The effectiveness of Eriocitrin in managing hyperglycemia and reversal of prediabetes condition was demonstrated in a double-blind, randomized controlled study. This study evaluated the potential effectiveness of different doses of Eriomin on hyperglycemia and insulin resistance associated with other metabolic biomarkers in prediabetic individuals. Prediabetes patients (n = 103, 49 ± 10 years) were randomly divided into four parallel groups: (a) Placebo; (b) Eriomin 200 mg; (c) Eriomin 400 mg; and (d) Eriomin 800 mg. Assessment of biochemical, metabolic, inflammatory, hepatic, renal, anthropometric markers, blood pressure, and dietary parameters were performed during 12 weeks of intervention. Treatment with all doses of Eriomin (200, 400, and 800 mg) had similar effects and altered significantly the following variables: blood glucose (−5%), insulin resistance (−7%), glucose intolerance (−7%), glycated hemoglobin (−2%), glucagon (−6.5%), C-peptide (−5%), hsCRP (−12%), interleukin-6 (−13%), TNFα (−11%), lipid peroxidation (−17%), systolic blood pressure (−8%), GLP-1 (+15%), adiponectin (+19%), and antioxidant capacity (+6%).

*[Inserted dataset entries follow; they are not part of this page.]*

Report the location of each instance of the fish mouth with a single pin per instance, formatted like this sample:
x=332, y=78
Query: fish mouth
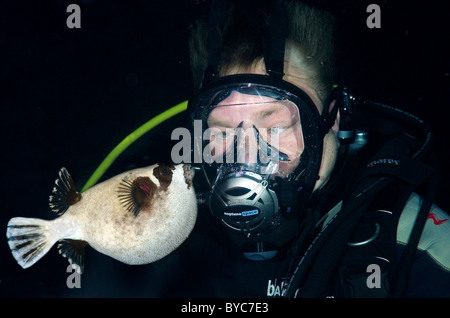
x=189, y=173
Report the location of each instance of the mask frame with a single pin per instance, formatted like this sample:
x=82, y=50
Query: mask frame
x=285, y=197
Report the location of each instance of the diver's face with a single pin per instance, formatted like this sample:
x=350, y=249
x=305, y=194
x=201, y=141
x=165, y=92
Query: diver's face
x=295, y=74
x=276, y=122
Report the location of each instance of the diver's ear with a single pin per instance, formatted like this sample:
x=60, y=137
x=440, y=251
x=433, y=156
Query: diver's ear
x=335, y=126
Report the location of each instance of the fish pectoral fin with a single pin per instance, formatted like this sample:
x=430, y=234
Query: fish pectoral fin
x=73, y=250
x=64, y=193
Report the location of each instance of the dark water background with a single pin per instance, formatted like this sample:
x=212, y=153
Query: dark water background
x=68, y=96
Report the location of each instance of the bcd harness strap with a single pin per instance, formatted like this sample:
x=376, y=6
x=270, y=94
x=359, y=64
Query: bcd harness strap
x=329, y=252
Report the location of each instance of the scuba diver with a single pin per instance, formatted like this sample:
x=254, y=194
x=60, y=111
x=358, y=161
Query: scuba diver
x=307, y=190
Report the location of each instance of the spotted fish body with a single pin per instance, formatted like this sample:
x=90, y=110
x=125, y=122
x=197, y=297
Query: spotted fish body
x=136, y=217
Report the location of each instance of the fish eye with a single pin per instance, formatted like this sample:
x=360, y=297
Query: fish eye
x=164, y=174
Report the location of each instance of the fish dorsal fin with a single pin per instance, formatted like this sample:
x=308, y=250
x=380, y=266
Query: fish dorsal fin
x=73, y=250
x=64, y=193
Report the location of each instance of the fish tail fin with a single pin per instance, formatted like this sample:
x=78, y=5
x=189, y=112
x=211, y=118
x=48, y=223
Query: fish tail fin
x=29, y=239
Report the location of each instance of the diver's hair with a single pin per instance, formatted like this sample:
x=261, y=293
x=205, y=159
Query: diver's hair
x=311, y=33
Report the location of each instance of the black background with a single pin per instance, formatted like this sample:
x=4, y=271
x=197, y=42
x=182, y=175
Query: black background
x=68, y=96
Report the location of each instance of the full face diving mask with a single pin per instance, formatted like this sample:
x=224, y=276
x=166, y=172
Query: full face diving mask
x=262, y=147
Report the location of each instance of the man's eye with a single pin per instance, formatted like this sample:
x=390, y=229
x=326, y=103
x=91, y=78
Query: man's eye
x=275, y=130
x=223, y=134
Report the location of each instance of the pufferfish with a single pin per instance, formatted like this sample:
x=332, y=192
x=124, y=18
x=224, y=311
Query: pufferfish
x=136, y=217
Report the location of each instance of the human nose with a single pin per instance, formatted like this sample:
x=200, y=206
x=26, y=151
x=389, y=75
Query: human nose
x=246, y=143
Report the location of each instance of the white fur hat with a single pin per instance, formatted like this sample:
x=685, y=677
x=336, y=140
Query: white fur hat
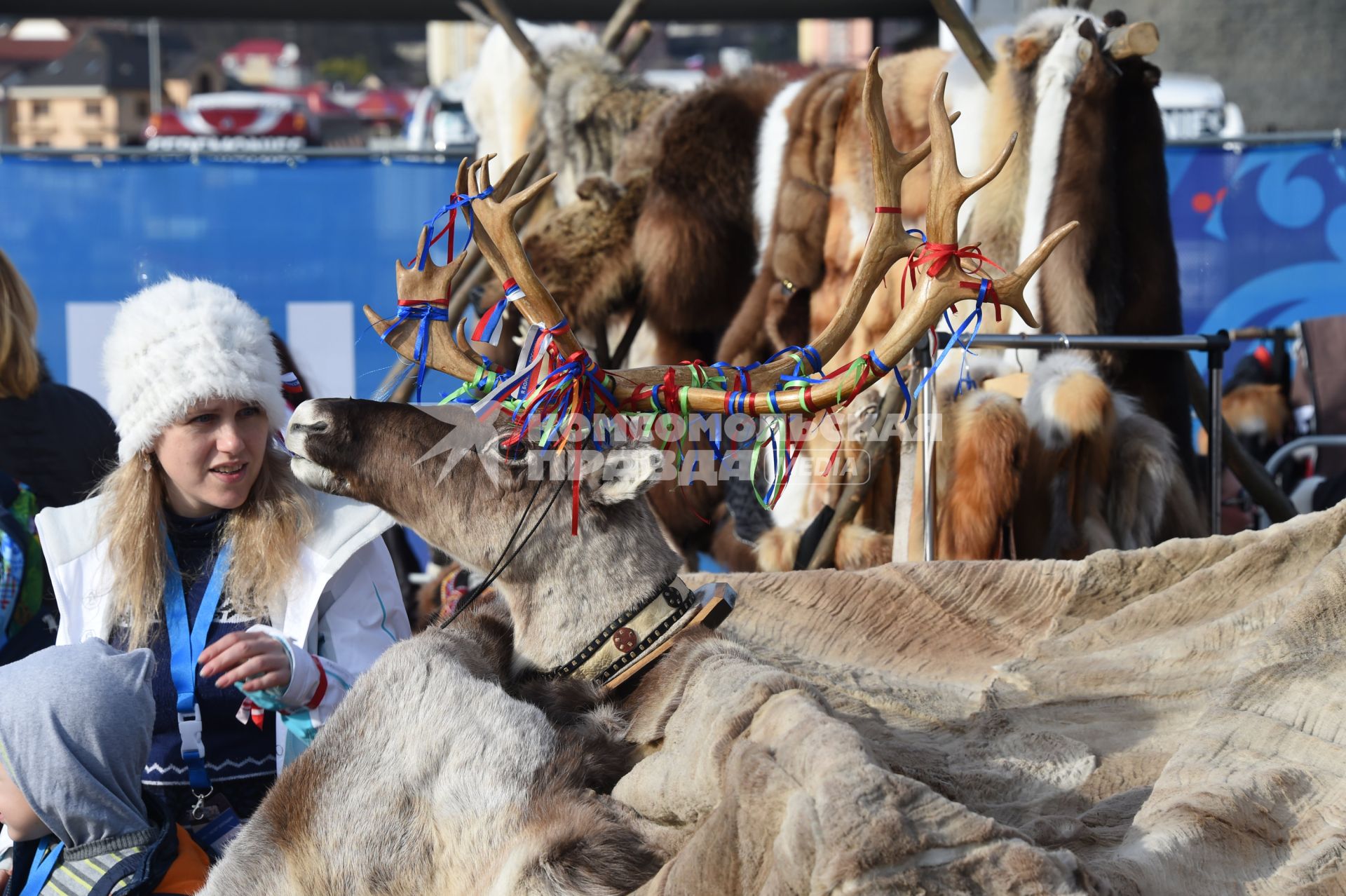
x=181, y=342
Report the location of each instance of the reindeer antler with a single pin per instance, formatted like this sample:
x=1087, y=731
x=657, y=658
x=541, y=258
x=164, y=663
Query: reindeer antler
x=936, y=292
x=431, y=284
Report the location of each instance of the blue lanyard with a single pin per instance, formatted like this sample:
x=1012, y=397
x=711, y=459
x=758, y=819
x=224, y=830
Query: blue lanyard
x=186, y=646
x=43, y=864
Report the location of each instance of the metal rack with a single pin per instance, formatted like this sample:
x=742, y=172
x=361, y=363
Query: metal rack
x=1214, y=345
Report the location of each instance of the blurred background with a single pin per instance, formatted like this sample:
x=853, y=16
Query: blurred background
x=348, y=107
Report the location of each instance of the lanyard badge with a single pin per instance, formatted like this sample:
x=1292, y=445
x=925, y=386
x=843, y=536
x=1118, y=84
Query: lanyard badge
x=186, y=642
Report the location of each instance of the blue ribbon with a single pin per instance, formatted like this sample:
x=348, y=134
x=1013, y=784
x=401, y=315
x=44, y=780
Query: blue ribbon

Eriomin or placebo did not influence the anthropometric and dietary variables. Short-term intervention with Eriomin, at doses of 200, 400, or 800 mg/day, benefited glycemic control, reduced systemic inflammation and oxidative stress, and reversed the prediabetic condition in 24% of the evaluated patients.

A published crossover-randomized clinical trial researched the nutraceutical Eriocitrin (Eriomin) in reducing hyperglycemia by increasing glucagon-like peptide 1 and downregulates systemic inflammation. This double-blind, randomized, placebo/controlled, crossover study evaluated the efficacy of Eriomin in reducing hyperglycemia and improving diabetes-related biomarkers in individuals with hyperglycemia above 110 mg/dL (mean 123 ± 18 mg/dL). Subjects (n = 30), divided into two groups (Eriomin or Placebo), who received a dose of 200 mg/d of the designated supplement for 12 weeks and, after a washout period of 2 weeks, switched to the other supplement in the following 12 weeks. Assessments of biochemical, metabolic, inflammatory, blood pressure, anthropometry, and dietary parameters were performed at the beginning and end of each intervention. Treatment with 200 mg/d of Eriomin significantly decreased blood glucose (−5%), homeostasis model assessment of insulin resistance (−11%), glucagon (−13%), interleukin-6 (−14%), tumor necrosis factor alpha (−20%), and alkaline phosphatase (−13%); but increased glucagon-like peptide 1 (GLP-1) by (17%) (P ≤ .05). At the end of the placebo period, there was a 13% increase in triglycerides (P ≤ .05). Other parameters evaluated did not change with Eriomin or placebo. In conclusion, intervention with Eriomin benefited the glycemic control of prediabetic and diabetic patients, with higher blood glucose levels, by increasing GLP-1 and decreasing systemic inflammation.